Helpless and Dumb

Whenever I was sick as a child, my mom would say, “I hate it when you’re sick,” and I never truly understood the depth of that until I had my own child.  Today, I looked at The Boy and said, “I hate it when you’re upset,” and burst into tears.  “Why are you crying, Mom?” he asked.

I cry because I’m helpless and I know nothing.  I had to come and pick you up at school today because you wouldn’t go to class, and then tried to escape school.  I don’t know why.  No one does, and when we ask you, you start talking about your bus driver from last year, and how he must have retired because he doesn’t come to pick you up anymore. You talk about not going back to school until next week, or returning to that other middle school you went to for a quarter last year until I screamed enough to get you into a better one, the one you go to now.

I cry because I don’t understand your motivations, and I just want to make it better and easier for you.  Can we clarify the bus rules for you?  Let’s make a checklist so you don’t forget your band binder again. How can I make it better?  And I get no answer.

I cry because you are my only son, and I can’t see past this very day for you.  I hope I can get you on the bus tomorrow, but I don’t know if you will go.  I don’t know what will happen then.  I don’t even know if I will be able to return to work later today, if you will be able to calm down, if we will be able to come up with a reasonable plan to get you back to school and going to class.

I cry because there are no answers.  All of us autism parents just throw stuff onto the wall to see if it sticks every damn day.  Some of it sticks, and a whole hell of a lot of it doesn’t and you go back to the drawing board.  If I had a dollar for every time I said or thought “I don’t know what to do…”

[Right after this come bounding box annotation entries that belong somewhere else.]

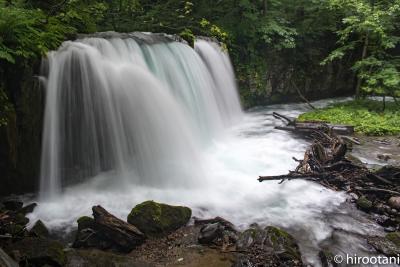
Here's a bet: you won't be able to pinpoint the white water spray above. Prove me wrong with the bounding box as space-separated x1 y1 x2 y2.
40 34 241 197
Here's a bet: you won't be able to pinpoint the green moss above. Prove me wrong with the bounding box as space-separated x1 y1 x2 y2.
265 226 301 261
179 29 196 47
386 232 400 247
77 216 94 230
299 100 400 136
357 196 373 211
30 220 49 237
128 201 192 236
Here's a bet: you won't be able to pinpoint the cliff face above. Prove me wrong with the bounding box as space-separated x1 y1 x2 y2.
0 63 44 195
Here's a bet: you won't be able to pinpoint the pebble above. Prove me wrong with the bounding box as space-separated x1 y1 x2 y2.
388 197 400 209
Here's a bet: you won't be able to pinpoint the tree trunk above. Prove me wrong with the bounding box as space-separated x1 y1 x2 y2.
356 33 369 99
92 206 145 252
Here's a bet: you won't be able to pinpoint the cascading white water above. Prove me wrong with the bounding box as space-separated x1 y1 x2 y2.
32 35 388 266
40 35 241 197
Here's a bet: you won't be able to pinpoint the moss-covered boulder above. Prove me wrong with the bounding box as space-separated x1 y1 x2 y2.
30 220 49 237
318 250 339 267
237 226 302 266
367 236 400 256
77 216 94 230
357 196 373 212
128 201 192 236
386 232 400 248
5 237 66 266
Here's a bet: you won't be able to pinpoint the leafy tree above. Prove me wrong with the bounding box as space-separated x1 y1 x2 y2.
323 0 400 100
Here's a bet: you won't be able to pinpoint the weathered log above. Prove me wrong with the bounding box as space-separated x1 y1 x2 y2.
258 172 323 182
294 121 354 134
194 217 237 232
92 206 145 252
272 112 296 125
0 248 19 267
358 187 400 196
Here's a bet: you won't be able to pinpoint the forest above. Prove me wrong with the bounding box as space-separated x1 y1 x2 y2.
0 0 400 267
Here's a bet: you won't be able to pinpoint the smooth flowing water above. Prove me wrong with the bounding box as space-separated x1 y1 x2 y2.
30 34 388 265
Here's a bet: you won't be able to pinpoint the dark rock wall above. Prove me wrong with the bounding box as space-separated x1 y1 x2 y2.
0 63 44 195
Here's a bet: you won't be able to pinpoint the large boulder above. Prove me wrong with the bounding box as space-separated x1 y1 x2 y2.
73 206 145 252
65 249 155 267
128 201 192 236
29 220 49 237
5 237 66 266
367 236 400 256
236 226 302 266
194 217 237 250
0 248 19 267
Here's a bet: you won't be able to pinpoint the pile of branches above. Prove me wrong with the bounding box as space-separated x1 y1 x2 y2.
258 124 400 201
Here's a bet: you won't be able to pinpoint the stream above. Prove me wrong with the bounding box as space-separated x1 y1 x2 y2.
26 100 383 266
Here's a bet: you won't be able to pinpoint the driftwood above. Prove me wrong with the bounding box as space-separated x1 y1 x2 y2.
194 217 237 232
272 112 359 136
92 206 145 252
0 248 19 267
258 125 397 191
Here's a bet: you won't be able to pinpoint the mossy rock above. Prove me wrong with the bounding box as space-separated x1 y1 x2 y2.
128 201 192 236
65 249 154 267
5 237 66 266
77 216 94 230
264 226 301 262
236 226 302 266
357 196 373 211
318 250 339 267
386 232 400 248
30 220 49 237
14 213 29 226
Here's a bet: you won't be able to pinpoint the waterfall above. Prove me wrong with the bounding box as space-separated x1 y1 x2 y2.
40 34 241 197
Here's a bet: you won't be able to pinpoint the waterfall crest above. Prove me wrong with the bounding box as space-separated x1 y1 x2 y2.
40 35 241 197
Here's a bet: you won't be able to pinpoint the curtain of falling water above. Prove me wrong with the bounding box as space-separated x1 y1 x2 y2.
40 37 241 197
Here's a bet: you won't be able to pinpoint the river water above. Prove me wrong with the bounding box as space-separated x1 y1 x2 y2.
29 34 382 266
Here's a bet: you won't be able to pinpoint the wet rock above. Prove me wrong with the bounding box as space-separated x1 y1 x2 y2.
0 248 19 267
376 215 396 227
29 220 49 237
13 213 29 227
377 154 391 161
232 256 254 267
72 228 113 250
318 250 339 267
73 206 145 252
357 196 373 211
6 237 66 266
3 199 24 211
385 232 400 247
198 222 238 250
236 226 302 266
128 201 192 236
77 216 94 230
349 193 358 200
374 203 385 214
383 226 396 233
65 249 154 267
375 165 400 180
18 203 37 215
367 236 400 256
199 223 224 244
92 206 145 252
388 197 400 212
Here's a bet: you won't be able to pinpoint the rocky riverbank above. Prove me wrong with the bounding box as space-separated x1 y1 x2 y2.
0 200 303 267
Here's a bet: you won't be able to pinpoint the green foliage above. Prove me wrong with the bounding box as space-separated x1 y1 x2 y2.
322 0 400 96
299 100 400 135
0 6 74 63
0 87 14 127
0 0 400 111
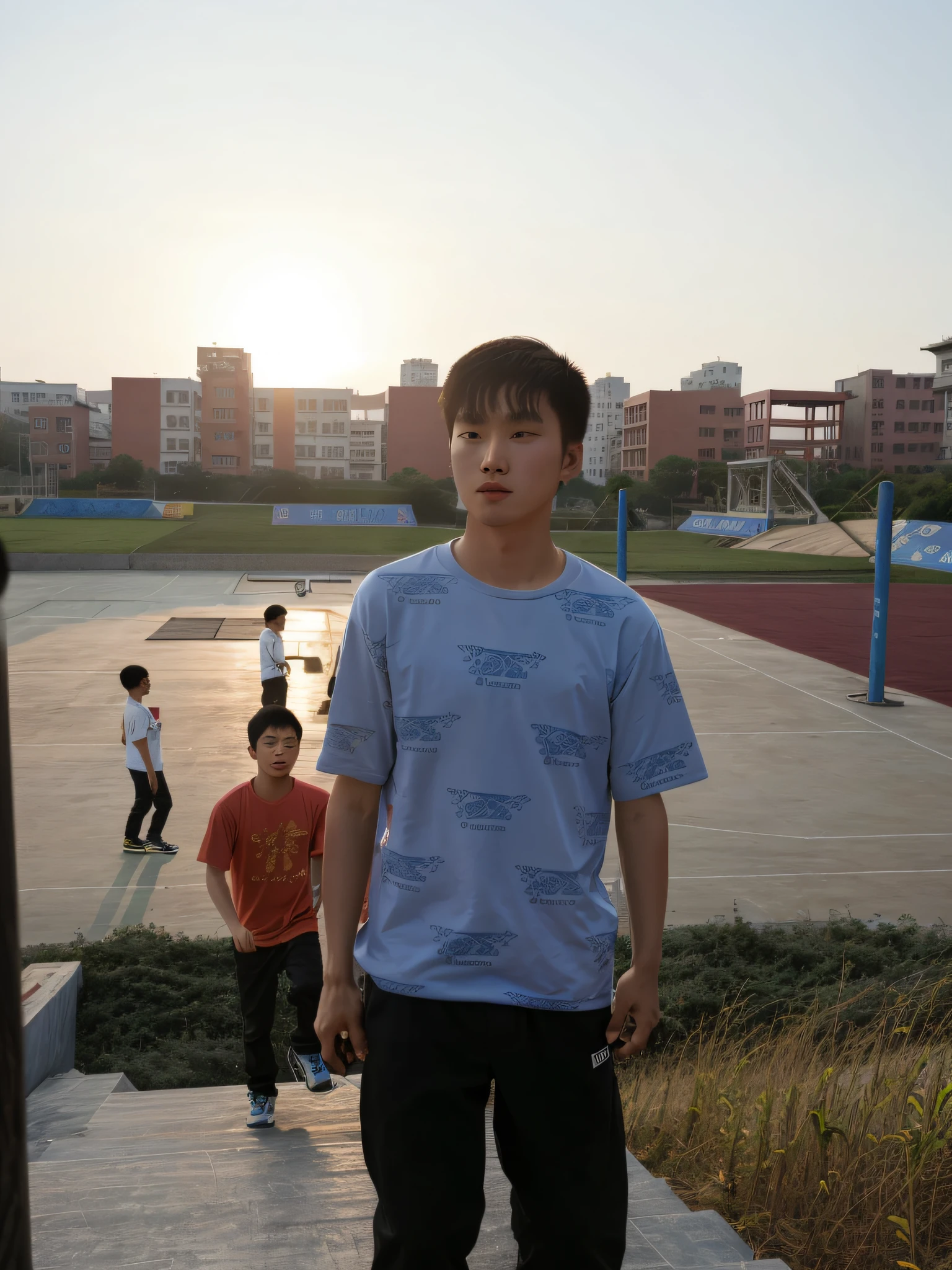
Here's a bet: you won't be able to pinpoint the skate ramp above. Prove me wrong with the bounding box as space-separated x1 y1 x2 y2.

All I can do is rely on experience, try, try, try, and hope, hope, hope.  But in the meantime, I hate it when he’s upset. :(

Boys in the Bathroom

The Boy has had his first encounter with bullying at school.  I should say teasing, because bullying is really defined as a repetitive, targeted behavior, and I have no evidence that this has been going on for any length of time.  Truth be told, I was very happy with the way the school personnel handled it, and took some responsibility, as well, because we kind of knew this particular instance might happen.

Let me explain.

When we first moved south, The Man noticed that anytime The Boy went into a public bathroom, he had a tendency to “drop trou” to go pee, meaning he would drop his pants in order to do his business.  Apparently, this is not typical male behavior in a restroom – I would not know that, having never been a part of this particularly male experience.  When The Man told me about it, and explained that he just couldn’t do that, I didn’t have an answer as to how to fix it — this is not something that I am equipped to teach him.  And having hit puberty, The Boy was certainly not going to let me anywhere near him while he was anywhere near peeing.  This was clearly a dad’s job, and you can understand why a step-dad may be less than comfortable with the responsibility.  We ended up urging The Boy to use a stall when possible.

Fast forward to the second week of school, when I got an email from The Boy’s program teacher explaining that The Boy had been teased about doing just this, and talking to others while peeing, as well.  Another group of boys reported the teasing directly to one of his team teachers, for which I am grateful and appreciative, and that teacher actually had another teacher cover his class that same day so that he could take the offenders to the teachers lounge and “read them the riot act” over the incident. “We just don’t tolerate that here,” he explained via email.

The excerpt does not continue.